A vector databaseis a type of dababase that stores data as high-dimentional vectors, which are mathematical representations of feautres or attributes. Each vector has a vcertain number of dimensions, which can range from tens of thousands, depending on the `complexity` and `granularity` of the data. The vectors are usually generated by applying some kind of transformation or embedding function to the raw data, such as text, images, audio, video and others. The embedding function can be based on various methods, such as machine learning models, word embeddings, feature extraction algorithms.

The difference between a vector database and a traditional database

The main difference between a vector database and a traditional(relational) databases lies in `type of data they store`. While relational database are designed for `structured data` that fits into tables, vector databses are intended for `unstructured data`, such as text or images. And the type of data that is stored also influence `how the data is retrieved`:

In the relational database, query results are based on `matches` for specific keywords. In vector database, query results are based on `similarity between vectors`.

One limitation of relational databases

Typically, the SQL is more complex, the time-consuming is longer. And it does not guarantee the accuracy of the results.

Vector embedding

Vector embedding is a process of transforming data into a vector representation. The vector representation is a mathematical representation of the data that can be used for various purposes, such as similarity search, classification, clustering, and others. Some ML algorithms can convert a given object into a numerical representaion that preserves the information of that object, i.e., ML model accepts the prompts and returns us a long list of numbers. The long list of numbers is the nummerical representation of our word and is called vector embedding. And these embeddings are a long list of numbers, we call them high-dimensional. Let's pretend for a second that these embeedings are only three dimensional to visualize them as shown below.
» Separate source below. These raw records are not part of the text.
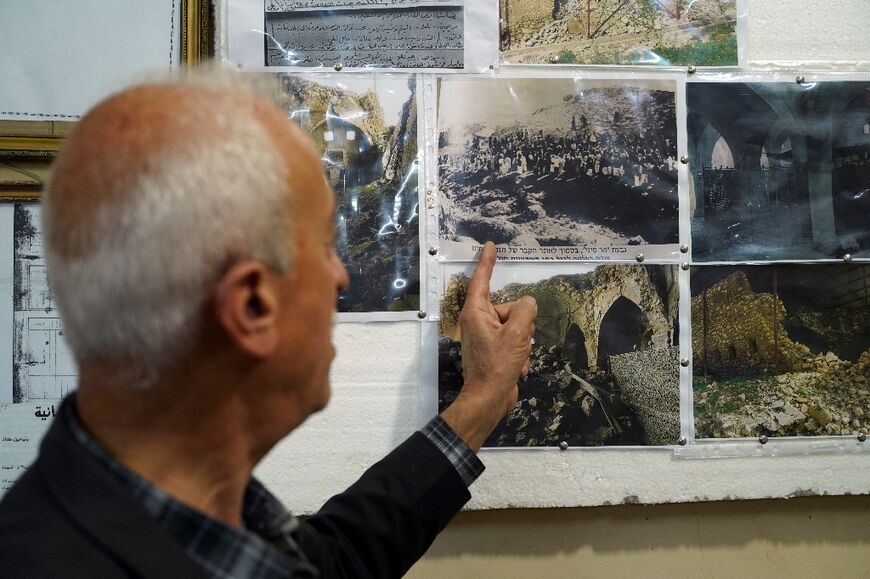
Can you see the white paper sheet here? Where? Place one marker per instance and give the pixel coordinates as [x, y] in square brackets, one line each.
[58, 58]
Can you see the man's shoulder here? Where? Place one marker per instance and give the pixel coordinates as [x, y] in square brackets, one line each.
[40, 539]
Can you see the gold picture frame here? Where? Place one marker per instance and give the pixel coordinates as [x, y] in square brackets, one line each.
[27, 148]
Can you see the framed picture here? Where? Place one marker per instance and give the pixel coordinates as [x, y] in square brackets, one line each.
[27, 148]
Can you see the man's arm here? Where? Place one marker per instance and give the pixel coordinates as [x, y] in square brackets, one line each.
[496, 343]
[386, 520]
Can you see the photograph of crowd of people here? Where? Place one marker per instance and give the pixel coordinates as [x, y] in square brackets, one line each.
[366, 130]
[779, 170]
[556, 162]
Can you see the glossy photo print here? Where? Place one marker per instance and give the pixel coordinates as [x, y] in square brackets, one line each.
[647, 32]
[366, 130]
[605, 361]
[556, 168]
[779, 170]
[781, 350]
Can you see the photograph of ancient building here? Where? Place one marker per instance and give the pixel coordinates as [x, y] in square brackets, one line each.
[366, 130]
[555, 162]
[604, 365]
[779, 170]
[649, 32]
[781, 350]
The numerical representations enable us to apply mathematical calculations to objects, such as words. For example, the following calculation will not work unless you replace the words with their embeddings:

`drink - food + hungry = thirsty`

And because we are able to use the embeddings for calculations, we can also calculate the distances between a pair of embedded objects. The closer two embeeded objects are to one another, the more similat they are.
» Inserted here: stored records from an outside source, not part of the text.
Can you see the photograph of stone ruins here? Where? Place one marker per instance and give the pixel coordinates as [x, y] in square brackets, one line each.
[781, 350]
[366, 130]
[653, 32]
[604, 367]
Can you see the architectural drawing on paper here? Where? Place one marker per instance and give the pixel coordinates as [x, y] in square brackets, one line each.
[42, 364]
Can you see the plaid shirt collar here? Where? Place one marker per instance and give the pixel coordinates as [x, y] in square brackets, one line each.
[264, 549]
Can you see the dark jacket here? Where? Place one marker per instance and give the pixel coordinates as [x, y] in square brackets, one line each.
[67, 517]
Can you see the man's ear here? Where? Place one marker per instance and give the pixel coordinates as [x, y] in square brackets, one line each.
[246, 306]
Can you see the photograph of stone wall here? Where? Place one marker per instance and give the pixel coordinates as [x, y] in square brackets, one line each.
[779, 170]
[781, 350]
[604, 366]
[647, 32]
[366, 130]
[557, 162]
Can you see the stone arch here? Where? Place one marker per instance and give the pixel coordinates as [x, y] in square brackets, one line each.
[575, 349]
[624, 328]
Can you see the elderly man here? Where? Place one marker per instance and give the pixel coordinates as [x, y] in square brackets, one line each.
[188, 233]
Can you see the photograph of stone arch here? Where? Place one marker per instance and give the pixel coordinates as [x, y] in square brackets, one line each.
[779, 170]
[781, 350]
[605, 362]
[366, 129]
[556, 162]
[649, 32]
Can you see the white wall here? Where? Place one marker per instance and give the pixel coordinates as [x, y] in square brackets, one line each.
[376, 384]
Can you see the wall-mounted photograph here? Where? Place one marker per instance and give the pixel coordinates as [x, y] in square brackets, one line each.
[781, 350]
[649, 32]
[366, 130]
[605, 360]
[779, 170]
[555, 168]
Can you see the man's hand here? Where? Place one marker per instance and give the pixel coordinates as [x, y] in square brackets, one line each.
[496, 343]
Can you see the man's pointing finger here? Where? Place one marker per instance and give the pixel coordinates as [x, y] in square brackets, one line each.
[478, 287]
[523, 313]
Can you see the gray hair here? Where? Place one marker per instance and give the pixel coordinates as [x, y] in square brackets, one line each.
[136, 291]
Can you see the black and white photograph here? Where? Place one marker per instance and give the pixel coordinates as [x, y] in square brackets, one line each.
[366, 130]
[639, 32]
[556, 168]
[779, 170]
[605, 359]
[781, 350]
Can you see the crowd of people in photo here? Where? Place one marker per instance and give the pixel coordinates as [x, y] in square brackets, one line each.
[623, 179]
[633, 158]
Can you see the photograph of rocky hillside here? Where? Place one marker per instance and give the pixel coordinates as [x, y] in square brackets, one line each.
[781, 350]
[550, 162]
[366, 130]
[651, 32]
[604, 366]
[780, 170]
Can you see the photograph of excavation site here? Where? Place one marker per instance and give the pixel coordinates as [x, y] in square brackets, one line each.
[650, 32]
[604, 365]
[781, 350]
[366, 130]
The use cases of vector databases

Vector dbs have been around before thr hype around LLMs started. Originally, they were used in recommendation systems because they can quickly find similar objects for a given query. But because they can provide long-term memory to LLMs, they have also been used in QA applications recently.

How do vector databases work?

Vector databases are able to retrieve similar objects of a query quickly because they have already `pre-calculated` them. The underlying concept is called Approximate Nearest Neighbor(ANN) search, which uses different algorithms for indexing and calculating similarities.
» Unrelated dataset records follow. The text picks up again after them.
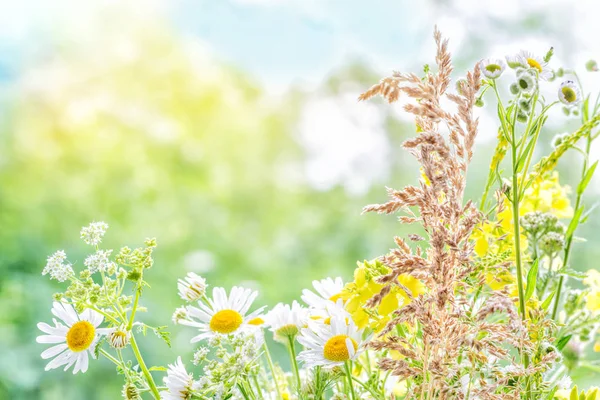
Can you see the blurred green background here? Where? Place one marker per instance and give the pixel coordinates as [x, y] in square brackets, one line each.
[231, 132]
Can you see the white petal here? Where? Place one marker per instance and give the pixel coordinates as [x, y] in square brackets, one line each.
[53, 351]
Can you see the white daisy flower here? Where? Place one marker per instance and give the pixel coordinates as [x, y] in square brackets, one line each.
[192, 287]
[529, 60]
[179, 383]
[569, 94]
[330, 345]
[222, 315]
[73, 340]
[285, 321]
[492, 68]
[526, 82]
[328, 291]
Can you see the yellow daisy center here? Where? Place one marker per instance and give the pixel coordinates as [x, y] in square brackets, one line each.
[493, 68]
[225, 321]
[336, 350]
[80, 336]
[256, 321]
[335, 297]
[569, 94]
[533, 63]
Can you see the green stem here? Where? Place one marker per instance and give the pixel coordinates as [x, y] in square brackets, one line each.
[569, 240]
[293, 361]
[272, 368]
[348, 369]
[147, 374]
[134, 309]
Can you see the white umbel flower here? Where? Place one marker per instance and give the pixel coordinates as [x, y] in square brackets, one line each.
[179, 383]
[192, 287]
[93, 233]
[223, 314]
[569, 93]
[328, 291]
[73, 340]
[330, 345]
[57, 268]
[492, 68]
[286, 321]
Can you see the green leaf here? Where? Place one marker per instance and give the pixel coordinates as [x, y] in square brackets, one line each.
[562, 342]
[531, 280]
[572, 273]
[574, 222]
[525, 154]
[164, 335]
[548, 301]
[574, 393]
[586, 179]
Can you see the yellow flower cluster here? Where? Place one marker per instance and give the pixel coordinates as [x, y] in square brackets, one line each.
[592, 280]
[355, 294]
[494, 239]
[575, 394]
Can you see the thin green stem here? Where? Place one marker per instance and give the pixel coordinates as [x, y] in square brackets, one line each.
[147, 374]
[111, 358]
[569, 239]
[293, 360]
[272, 369]
[134, 309]
[348, 369]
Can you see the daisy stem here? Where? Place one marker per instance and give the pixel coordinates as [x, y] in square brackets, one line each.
[292, 349]
[111, 358]
[147, 374]
[134, 309]
[348, 369]
[272, 369]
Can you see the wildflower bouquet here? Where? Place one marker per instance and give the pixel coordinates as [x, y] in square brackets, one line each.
[479, 305]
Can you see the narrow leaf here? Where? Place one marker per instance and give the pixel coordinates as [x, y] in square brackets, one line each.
[531, 280]
[562, 342]
[548, 301]
[574, 222]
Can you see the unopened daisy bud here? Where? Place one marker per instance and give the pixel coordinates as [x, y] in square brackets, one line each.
[130, 392]
[492, 68]
[192, 287]
[460, 84]
[514, 61]
[522, 117]
[526, 82]
[200, 355]
[119, 337]
[525, 105]
[179, 315]
[568, 93]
Calculating the similarities between a query and every embedded object you have with a simple k-neares neighbors (kNN) algorithm can become time-consuming when you have millions of embeddings. With ANN, you can trade in some accuracy in exchange for speed and retrieve the approximately most similar objects to a query.

Indexing

A vector database indexes the vector embeddings. This step maps the vectors to a data structure that will enable faster searching. Indexing can thus help you retrieve a smaller portion of all the available vectors and thus speeds up retrieval. More detail about indexing can look up Hierarchical Navigable Small World(HNSW).

Similarity Measures

To find the nearest neighbors to the query from the indexed vectors, a vector database applies a similarity measure. Common similarity measures include cosine similaritym dot product, Euclidean distance, Manhattan distance, and Hamming distance.